3 Perceiving the Face: Models and Neuroscientific Evidence

Face perception is probably one of the most developed human perceptual abilities and plays a very important role in social interactions (Haxby et al. 2002). Bruce and Young (1986) proposed a model of facial information processing composed of two separate and independent functional processes: one for the recognition of facial movements and facial expressions, and one for the recognition of facial identity. The recognition of facial movements and expressions is based on variable aspects of the face such as eye movements, mouth movements, and gaze direction (Haxby et al. 2000). The recognition of facial identity, on the other hand, is based on the perception of certain aspects of the face that are independent of changes in facial expressions like semantic information, names of familiar people, etc. (Breen et al. 2000; Ellis and Lewis 2001). This view is most likely oversimplistic, as face processing in the brain encompasses the activations of multiple networks. Indeed, results show that facial attractiveness is addressed by a very different process than facial distinctiveness (see Carbon et al. 2010).

According to Haxby and Gobbini (Gobbini and Haxby 2007; Haxby and Gobbini 2011; Haxby et al. 2000, 2002), face processing would be underpinned by a distributed neural system, consisting of the visual system, the so-called limbic system,Footnote 2 and frontal areas. This distributed cortical network would be reportedly divided into a Core System and an Extended System, in mutual connection.

The Core System is responsible for the visual analysis of faces, both from the point of view of invariant features, such as identity, and of changing visual aspects, such as eye movements. The Extended System deals with dynamic features and information conveyed by faces, such as emotional expressions. Not surprisingly, most research on the neural correlates of face perception focused on the role of visual areas. Functional magnetic resonance imaging (fMRI) studies have shown that specific areas for face processing are in the occipito-temporal extrastriate visual cortex (Haxby and Gobbini 2011): the Occipital Face Area (OFA) in the inferior occipital gyrus, the Fusiform Face Area (FFA) in the lateral fusiform gyrus, and the Superior Temporal Sulcus (STS) (Hasson et al. 2004). According to Haxby et al. (2002), these extrastriate occipito-temporal areas constitute the Core System and play a key role in the representation of both structural invariant and dynamic facial features. The FFA is involved in the representation of static facial features and play a dominant role in the encoding of facial identity (Calder and Young 2005). This region responds to both individual parts and the global configuration of the face (Rotshtein et al. 2005).
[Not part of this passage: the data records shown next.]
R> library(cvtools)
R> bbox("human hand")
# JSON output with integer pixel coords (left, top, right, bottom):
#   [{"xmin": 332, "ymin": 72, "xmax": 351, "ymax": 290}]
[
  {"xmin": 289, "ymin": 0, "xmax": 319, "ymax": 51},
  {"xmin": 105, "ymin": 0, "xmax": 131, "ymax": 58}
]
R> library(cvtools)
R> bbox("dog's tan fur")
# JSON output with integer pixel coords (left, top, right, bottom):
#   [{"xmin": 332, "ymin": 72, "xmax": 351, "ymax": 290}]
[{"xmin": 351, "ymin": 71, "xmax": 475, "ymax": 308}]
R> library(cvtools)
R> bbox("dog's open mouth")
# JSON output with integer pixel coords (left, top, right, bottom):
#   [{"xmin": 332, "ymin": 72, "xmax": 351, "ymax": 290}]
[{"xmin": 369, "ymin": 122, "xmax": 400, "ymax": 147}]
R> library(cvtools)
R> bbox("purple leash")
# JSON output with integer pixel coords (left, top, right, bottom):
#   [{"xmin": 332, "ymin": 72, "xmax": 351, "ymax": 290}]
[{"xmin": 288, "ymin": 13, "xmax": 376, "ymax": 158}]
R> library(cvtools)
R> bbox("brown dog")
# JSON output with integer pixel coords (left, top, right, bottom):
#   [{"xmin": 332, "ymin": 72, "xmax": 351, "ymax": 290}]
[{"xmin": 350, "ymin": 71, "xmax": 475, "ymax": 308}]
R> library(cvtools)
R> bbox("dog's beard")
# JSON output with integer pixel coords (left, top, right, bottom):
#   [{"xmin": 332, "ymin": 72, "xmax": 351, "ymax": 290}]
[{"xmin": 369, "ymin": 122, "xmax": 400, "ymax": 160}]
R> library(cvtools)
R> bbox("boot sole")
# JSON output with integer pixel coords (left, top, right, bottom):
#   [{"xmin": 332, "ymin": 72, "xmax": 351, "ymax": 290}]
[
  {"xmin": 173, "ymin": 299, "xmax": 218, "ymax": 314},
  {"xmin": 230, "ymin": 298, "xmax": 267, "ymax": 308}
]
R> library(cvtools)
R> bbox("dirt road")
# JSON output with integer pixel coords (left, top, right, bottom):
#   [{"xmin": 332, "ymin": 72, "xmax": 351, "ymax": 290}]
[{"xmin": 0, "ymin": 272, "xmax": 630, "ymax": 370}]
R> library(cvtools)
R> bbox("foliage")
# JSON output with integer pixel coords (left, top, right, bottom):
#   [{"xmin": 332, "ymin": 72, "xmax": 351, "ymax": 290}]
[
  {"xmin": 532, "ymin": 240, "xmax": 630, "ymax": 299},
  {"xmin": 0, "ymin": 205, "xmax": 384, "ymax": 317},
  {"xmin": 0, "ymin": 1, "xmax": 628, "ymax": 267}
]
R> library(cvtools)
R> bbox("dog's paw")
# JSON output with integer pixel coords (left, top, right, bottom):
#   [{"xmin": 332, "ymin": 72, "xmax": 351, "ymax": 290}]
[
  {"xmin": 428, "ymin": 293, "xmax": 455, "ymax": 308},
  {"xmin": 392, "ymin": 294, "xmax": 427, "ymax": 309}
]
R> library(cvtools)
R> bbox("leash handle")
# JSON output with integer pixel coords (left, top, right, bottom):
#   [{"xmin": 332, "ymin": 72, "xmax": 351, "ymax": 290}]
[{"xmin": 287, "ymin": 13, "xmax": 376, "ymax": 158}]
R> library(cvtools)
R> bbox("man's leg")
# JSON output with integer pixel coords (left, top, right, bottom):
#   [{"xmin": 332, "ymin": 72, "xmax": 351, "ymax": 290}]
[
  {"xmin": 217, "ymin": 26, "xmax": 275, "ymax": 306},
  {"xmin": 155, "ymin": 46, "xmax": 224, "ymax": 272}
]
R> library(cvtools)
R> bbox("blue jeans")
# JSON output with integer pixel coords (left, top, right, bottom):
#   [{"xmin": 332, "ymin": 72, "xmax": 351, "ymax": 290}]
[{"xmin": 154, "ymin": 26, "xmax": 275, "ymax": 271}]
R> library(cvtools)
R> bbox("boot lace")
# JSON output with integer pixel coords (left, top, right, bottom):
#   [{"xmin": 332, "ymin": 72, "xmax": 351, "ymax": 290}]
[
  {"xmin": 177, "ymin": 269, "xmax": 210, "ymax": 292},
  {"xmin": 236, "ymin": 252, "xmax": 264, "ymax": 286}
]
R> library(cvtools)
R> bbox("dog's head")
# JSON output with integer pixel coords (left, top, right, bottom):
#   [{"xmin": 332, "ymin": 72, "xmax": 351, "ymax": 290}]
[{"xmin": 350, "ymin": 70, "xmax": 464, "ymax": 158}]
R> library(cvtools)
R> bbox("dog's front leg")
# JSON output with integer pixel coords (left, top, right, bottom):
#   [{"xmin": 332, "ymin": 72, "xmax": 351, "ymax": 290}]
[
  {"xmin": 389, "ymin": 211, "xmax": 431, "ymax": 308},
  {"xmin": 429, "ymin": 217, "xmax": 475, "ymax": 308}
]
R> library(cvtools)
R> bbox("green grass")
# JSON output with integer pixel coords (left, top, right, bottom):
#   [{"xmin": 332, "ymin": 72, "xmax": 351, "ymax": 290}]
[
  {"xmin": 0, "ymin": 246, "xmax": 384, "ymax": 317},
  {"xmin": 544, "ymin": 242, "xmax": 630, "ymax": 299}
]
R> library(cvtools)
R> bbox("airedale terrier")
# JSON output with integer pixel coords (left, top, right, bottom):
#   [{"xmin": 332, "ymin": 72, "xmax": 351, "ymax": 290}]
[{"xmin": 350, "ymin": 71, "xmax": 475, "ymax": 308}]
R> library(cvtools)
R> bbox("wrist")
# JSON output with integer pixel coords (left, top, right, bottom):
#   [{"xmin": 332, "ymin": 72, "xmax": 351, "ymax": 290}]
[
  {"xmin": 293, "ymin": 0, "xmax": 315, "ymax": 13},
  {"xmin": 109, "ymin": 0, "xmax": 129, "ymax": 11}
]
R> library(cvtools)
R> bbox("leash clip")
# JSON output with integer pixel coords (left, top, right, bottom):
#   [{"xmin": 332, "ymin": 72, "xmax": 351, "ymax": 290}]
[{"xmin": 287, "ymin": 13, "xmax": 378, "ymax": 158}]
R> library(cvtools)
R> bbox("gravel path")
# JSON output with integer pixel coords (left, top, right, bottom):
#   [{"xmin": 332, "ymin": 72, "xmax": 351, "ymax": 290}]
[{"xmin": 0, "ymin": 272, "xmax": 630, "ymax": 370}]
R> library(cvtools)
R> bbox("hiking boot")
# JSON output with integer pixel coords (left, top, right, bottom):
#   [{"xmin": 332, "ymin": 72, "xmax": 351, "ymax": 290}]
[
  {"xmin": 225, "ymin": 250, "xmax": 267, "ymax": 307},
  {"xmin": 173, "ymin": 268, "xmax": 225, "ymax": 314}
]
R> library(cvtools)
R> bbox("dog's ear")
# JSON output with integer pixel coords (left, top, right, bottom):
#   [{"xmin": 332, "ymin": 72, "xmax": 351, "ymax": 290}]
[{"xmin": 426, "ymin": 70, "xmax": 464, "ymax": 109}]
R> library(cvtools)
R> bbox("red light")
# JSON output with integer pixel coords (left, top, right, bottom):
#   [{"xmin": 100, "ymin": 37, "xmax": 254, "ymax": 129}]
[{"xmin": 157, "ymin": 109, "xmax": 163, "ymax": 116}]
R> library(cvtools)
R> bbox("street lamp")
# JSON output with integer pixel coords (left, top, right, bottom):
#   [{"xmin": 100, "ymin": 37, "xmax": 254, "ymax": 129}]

The activation of the superior temporal sulcus would be associated with the representation of dynamic facial features such as lip movements related to speech, movements related to the display of facial expressions, and eye movements, with associated gaze direction. More specifically, visual processing of facial expressions occurs within the posterior part of the superior temporal sulcus (pSTS, Harris et al. 2012; Pitcher 2014; Srinivasan et al. 2016; Paracampo et al. 2018).

Empirical evidence shows that the recognition of facial expression also involves the activation of areas of the Extended System. One of the functional characteristics of the Extended System is to quickly distinguish familiar faces from unfamiliar ones. The key elements in the neural mapping of familiar individuals are the retrieval of knowledge one has about a person (e.g., biographical information, past experiences, attitudes associated with a person) and the emotional response that the person elicits. These areas include those that display the mirror mechanism (see Gallese 2014): the premotor cortex (PMC), the inferior parietal lobe (IPL), and the frontal operculum (FO). It has been proposed that these areas allow a motor simulation of facial expressions, thus enabling the recognition of others' facial expressive movements (Gallese 2014; Mastrella and Sessa 2017; Paracampo et al. 2016).

The perception of facial expressions as mediated by the Extended System also involves areas associated with emotion processing such as the amygdala and insula (Atkinson and Adolphs 2011). It has been proposed that this neural substrate allows one to understand the emotional quality of the others’ facial expressions by means of embodied simulation,Footnote 3 that is, mapping others’ facial expressions by reusing beholders’ brain regions active during the subjective experience of the same expressions (Gallese 2014). Finally, the Extended System also includes regions involved in the retrieval of personal knowledge, such as the anterior temporal cortex, the precuneus (PC), posterior cingulate cortex (PCC) and the medial prefrontal cortex (MPFC). In sum, the Extended System is composed of several brain regions, involved in emotional, attentional, semantic, and linguistic processing, which support the analysis of different facial features.

Haxby and Gobbini's model has been favorably received by the scientific community, however, according to some criticisms (e.g., Calder and Young 2005), a total anatomical-functional dissociation between identity recognition and expression recognition is overly restrictive.

4 The Asymmetric Production and Perception of Facial Expressiveness: Empirical Evidence

After having dealt with the neural underpinnings of face processing, let us now turn to what is distinctive about the production and perception of facial expressiveness by reviewing a series of psychophysical experiments. Studies on the perception of the expressiveness of real faces tend to focus on the so-called cheek bias (i.e., a preference to display one’s hemi-face). Studies on the perception of the emotional expressiveness of real-life faces, however, have also examined other left–right asymmetries and biases, such as the greater expressiveness of the left anatomical hemi-face, the left visual field advantage (LVF) and the left gaze bias (LGB).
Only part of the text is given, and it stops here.